Remember, our brain is designed to protect us from pain and seek pleasure – to make sure we survive. Whatever you associate with pain, your brain will make you run away from. Whatever you associate with pleasure, it will make you seek.
It is acting with the outcome in mind. Think about your result.
- What do you want in terms of your health and fitness? If you want to rock that bikini or mankini, start relieving pressure after a hard day at work by exercising. When you are exercising your brain releases dopamine. Furthermore, it releases serotonin (your “happy” hormone) and endorphins (body’s natural pain killers). Here is your high reached by much healthier means.
- Food is addictive too! What should you eat? In order to contribute to your well-being, you should eat deliberately too. It means eat to nourish your body, not to trash it. Avoid all the most addictive foods such as sugars, refined grains, highly processed foods containing excitotoxins (i.e. crisps, packaged soups, cheese, smoked meats, sauces, fast foods etc.). These foods are made to be addictive, they are highly inflammatory and, eaten consistently, will make you fat, ill and miserable. You, literally, are what you eat.

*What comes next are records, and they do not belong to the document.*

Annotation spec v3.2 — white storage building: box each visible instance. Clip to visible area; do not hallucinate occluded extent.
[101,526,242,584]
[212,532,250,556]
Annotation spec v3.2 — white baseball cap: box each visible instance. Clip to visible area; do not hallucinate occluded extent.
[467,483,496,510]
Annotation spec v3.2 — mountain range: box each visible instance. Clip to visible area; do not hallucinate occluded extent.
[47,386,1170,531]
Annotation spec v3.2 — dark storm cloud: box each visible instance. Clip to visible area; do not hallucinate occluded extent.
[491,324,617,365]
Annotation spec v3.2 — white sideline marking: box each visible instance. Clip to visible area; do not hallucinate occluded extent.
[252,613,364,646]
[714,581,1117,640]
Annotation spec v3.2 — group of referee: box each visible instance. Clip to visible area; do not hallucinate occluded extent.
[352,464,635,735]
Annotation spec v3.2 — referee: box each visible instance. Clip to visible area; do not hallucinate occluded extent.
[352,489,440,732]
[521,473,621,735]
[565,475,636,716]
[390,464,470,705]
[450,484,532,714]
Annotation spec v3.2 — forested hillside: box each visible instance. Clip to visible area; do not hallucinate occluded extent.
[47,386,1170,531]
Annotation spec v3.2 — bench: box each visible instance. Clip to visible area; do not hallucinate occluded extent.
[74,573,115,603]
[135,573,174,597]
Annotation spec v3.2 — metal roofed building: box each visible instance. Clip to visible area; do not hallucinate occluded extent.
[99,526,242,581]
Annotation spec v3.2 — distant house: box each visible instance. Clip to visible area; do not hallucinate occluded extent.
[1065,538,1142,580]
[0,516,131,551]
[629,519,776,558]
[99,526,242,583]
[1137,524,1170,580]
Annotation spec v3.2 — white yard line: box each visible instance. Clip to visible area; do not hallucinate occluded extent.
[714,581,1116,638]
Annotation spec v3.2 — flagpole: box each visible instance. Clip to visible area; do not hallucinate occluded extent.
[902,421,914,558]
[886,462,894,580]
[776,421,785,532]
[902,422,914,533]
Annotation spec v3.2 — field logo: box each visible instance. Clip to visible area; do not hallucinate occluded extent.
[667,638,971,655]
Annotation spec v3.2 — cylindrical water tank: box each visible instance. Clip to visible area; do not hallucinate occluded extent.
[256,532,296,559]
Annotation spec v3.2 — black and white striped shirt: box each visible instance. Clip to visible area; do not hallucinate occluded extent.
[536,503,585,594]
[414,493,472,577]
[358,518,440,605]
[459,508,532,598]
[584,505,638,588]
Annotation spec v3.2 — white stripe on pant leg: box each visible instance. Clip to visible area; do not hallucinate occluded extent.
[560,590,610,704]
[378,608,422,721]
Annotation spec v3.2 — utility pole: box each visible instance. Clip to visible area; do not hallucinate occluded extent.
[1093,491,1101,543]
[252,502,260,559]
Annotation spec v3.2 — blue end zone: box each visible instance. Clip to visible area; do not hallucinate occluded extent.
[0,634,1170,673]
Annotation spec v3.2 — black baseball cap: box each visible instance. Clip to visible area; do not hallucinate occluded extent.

- What do you want in terms of your career? If you want a higher position in the company or your own successful business, set yourself some short-term goals. Each week dedicate to achieving something that will take you one step closer to what you desire. Anticipation that comes with working towards completing a goal makes our brain release dopamine. Boom! Here is another high.
- What do you want in terms of your relationship? If you want a closer connection and more passion, forget about downing gin & tonics while binge-watching Netflix with your significant other. Learn something new together, have an honest conversation, make time for intimacy. During sex brain releases a ton of dopamine. Yes, sex is addictive, however, if your outcome is to connect and bring more passion into relationship, it won’t end up being just mechanics to you.
There is nothing wrong with having an occasional glass of wine, piece of cake or going shopping as long as we are doing it deliberately.
Create rules for yourself that really contribute to your long-term success. If you want that dress or a glass of wine, make it a reward rather than an instant gratification. Delay it. Allow yourself some time to “deserve” it.
Always strive for a long-term success rather than short-lived instant pleasure. Don’t let addiction (however mild you think it is) get in between you and your dreams.